The voice filtered through her bones and she felt every muscle in her body tense. She raised the gun, looking to aim where the bullhorn was. It was tempting to shoot in that direction. If she could shut up the voice, maybe she could shut up the instructions the voice was giving.

  "Christina, I've got the bullhorn," she said.

  "Excellent. If they fire, take him out first." That wasn’t exactly what GJ was thinking, but it was close enough.

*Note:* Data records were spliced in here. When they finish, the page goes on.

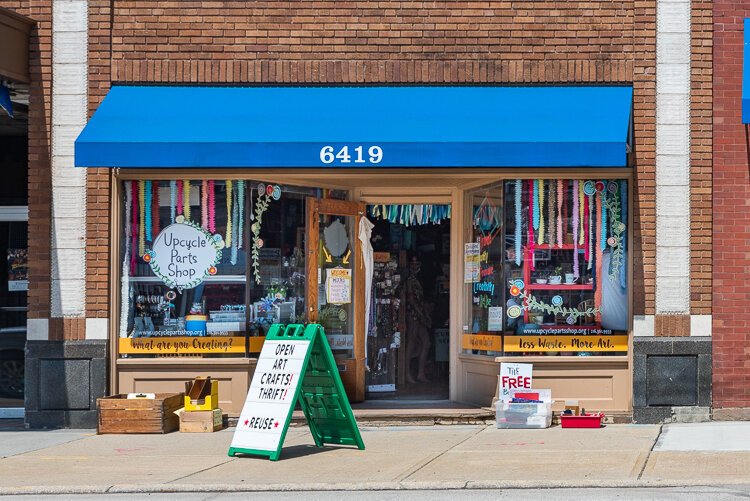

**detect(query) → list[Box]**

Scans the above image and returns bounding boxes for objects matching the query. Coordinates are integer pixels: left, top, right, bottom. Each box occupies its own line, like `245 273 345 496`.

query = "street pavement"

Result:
0 423 750 494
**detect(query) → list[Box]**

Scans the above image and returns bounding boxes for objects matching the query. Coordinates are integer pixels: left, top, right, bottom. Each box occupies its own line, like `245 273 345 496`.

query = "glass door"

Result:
0 221 29 408
306 198 365 402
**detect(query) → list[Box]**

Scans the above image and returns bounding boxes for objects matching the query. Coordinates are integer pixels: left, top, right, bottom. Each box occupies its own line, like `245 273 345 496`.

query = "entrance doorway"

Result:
365 205 451 400
0 84 29 419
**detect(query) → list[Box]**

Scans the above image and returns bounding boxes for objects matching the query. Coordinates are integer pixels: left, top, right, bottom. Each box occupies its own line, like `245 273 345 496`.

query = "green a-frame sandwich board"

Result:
228 324 365 461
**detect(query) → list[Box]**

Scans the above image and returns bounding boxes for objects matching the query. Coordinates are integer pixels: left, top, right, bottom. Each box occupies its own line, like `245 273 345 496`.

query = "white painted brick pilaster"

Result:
650 0 692 314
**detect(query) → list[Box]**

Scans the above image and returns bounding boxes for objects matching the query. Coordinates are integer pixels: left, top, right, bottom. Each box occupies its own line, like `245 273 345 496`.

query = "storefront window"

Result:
462 179 629 356
119 180 334 357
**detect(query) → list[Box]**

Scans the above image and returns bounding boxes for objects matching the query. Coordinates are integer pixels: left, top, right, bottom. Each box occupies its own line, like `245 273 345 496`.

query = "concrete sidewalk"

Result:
0 423 750 495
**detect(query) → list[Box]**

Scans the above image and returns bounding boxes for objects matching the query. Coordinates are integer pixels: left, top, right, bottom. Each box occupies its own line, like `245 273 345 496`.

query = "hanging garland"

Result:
536 179 544 245
229 184 240 265
594 188 607 321
120 181 133 337
547 180 557 247
177 181 185 215
529 180 539 230
515 179 523 266
586 195 594 270
620 181 628 289
235 181 245 249
573 180 581 280
151 181 161 238
506 286 601 325
367 204 450 227
576 181 585 246
557 179 565 247
201 179 208 230
182 179 191 221
527 179 536 271
208 179 216 235
224 179 232 247
143 181 154 243
605 181 625 282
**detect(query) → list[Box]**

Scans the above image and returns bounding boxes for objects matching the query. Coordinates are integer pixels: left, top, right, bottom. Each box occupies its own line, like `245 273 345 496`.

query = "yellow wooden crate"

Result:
185 378 219 412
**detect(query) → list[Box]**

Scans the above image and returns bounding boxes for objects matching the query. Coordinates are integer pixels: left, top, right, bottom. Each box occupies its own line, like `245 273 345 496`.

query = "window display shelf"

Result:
128 275 247 284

  Then the bullhorn voice came loud and clear through the air again. "Time's up."

  30

  Walter waited. Though her entire body was tense, and though the situation had her on the highest alert possible, she kept her heart rate low and her breathing steady. Her weapon was raised and aimed. The man with the bullhorn had told them their time was up, but so far, nothing had happened. There were no bullets coming through the windows or doors. They had not lobbed grenades or bombs, or lit anything on fire. So Walter waited. Empty threats were no good, and she knew how to be patient. She simply had to keep the people behind her waiting as well. She saw herself as the commander of a small, fairly well-trained unit, and there was no mistake that she was in charge now.

  She stood at the front of the small formation, closest to the window, ready to take the brunt of whatever came through. That's what a commander did. For the briefest second, she imagined GJ in a very similar position, in her own special corner of another house.

  She had no idea if Christina had raised a weapon or a bare palm. Perhaps she was going to work some kind of voodoo on the people outside. If she could do that to thirty or forty or fifty people at once, that would be a godsend. And Walter wished the other agent would, but she heard nothing through the open phone line and saw no evidence of it in the people outside.